If you write novels or screenplays, you probably know that the Story exists whole before you write a single word of it.
Non-writers often assume that writers “make up” stories. That we invent characters, put words in their mouths, decide who they are and what they’ll do. And, if you read many how-to-write-fiction or how-to-plot-screenplays, you’ll also begin to wonder: Is that how other writers do it? Planning, scheming, plotting it all out? So mechanical? Perhaps that works for some writers.
For me, that would be impossible.
The stories I write, choose me. The characters already exist, they know who they are. And they know the story. Because it’s their story. For whatever reason, they choose to trust me with it. It’s about relationship. Listening. Getting to know them. Asking questions and letting them tell you.
Yes, that sounds nutty to someone who hasn’t experienced it. But most writers know what I’m talking about.
Having a problem with your storyline? Ask your characters. Listen to what they have to say and to what they’re not telling you. And be patient.
The stories I write have to do with wounded people rediscovering their innate strength, value and beauty. Early on in the screenplay I’m working on now, I was antsy. I wanted to see ahead, to know what the major events were going to be. I wanted to be assured that the story unfolding would actually make sense.

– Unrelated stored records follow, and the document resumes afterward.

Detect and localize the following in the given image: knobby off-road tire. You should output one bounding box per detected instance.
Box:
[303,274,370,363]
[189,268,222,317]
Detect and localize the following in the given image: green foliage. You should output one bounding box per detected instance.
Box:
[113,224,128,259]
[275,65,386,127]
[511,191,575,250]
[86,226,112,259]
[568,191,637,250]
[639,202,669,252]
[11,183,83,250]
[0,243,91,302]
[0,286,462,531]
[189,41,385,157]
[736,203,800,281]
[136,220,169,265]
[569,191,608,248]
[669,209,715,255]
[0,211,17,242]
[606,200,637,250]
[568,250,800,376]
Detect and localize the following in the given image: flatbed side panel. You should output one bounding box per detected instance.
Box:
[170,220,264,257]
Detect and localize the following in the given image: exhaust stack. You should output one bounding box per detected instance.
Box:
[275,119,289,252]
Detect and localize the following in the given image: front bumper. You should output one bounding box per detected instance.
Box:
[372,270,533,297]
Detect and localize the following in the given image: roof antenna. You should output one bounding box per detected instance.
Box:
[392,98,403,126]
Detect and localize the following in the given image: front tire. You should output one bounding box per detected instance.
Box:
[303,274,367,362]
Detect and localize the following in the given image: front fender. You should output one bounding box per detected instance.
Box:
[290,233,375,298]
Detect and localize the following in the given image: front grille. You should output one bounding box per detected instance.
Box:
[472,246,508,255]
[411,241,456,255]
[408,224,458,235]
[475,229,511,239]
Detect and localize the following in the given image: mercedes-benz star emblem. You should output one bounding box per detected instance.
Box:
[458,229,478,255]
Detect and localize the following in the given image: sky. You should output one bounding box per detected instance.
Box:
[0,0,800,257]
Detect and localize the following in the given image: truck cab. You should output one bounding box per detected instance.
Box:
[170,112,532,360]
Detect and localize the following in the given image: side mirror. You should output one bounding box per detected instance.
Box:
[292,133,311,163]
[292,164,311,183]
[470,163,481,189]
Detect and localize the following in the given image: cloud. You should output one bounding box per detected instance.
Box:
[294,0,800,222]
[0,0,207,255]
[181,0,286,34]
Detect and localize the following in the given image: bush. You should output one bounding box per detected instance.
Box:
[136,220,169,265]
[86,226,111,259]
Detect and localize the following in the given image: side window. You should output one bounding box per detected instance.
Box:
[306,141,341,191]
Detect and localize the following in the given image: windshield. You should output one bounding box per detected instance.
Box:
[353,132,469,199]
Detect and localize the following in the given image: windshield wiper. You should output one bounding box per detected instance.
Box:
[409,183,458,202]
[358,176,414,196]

What did the characters do? The lead character who had experienced the most pain in the story asked me to be tender with them.
Duh. Here I was writing a story about tenderness and I wasn’t being tender with the characters.
Needless to say, the character made his point.
Don’t try to force anything on your characters. Instead, listen to them. If they trust you, they’ll tell you.
Characters want to tell their story. They’ll work with you to find the best way.
And they have a wealth of expertise on just how to do that.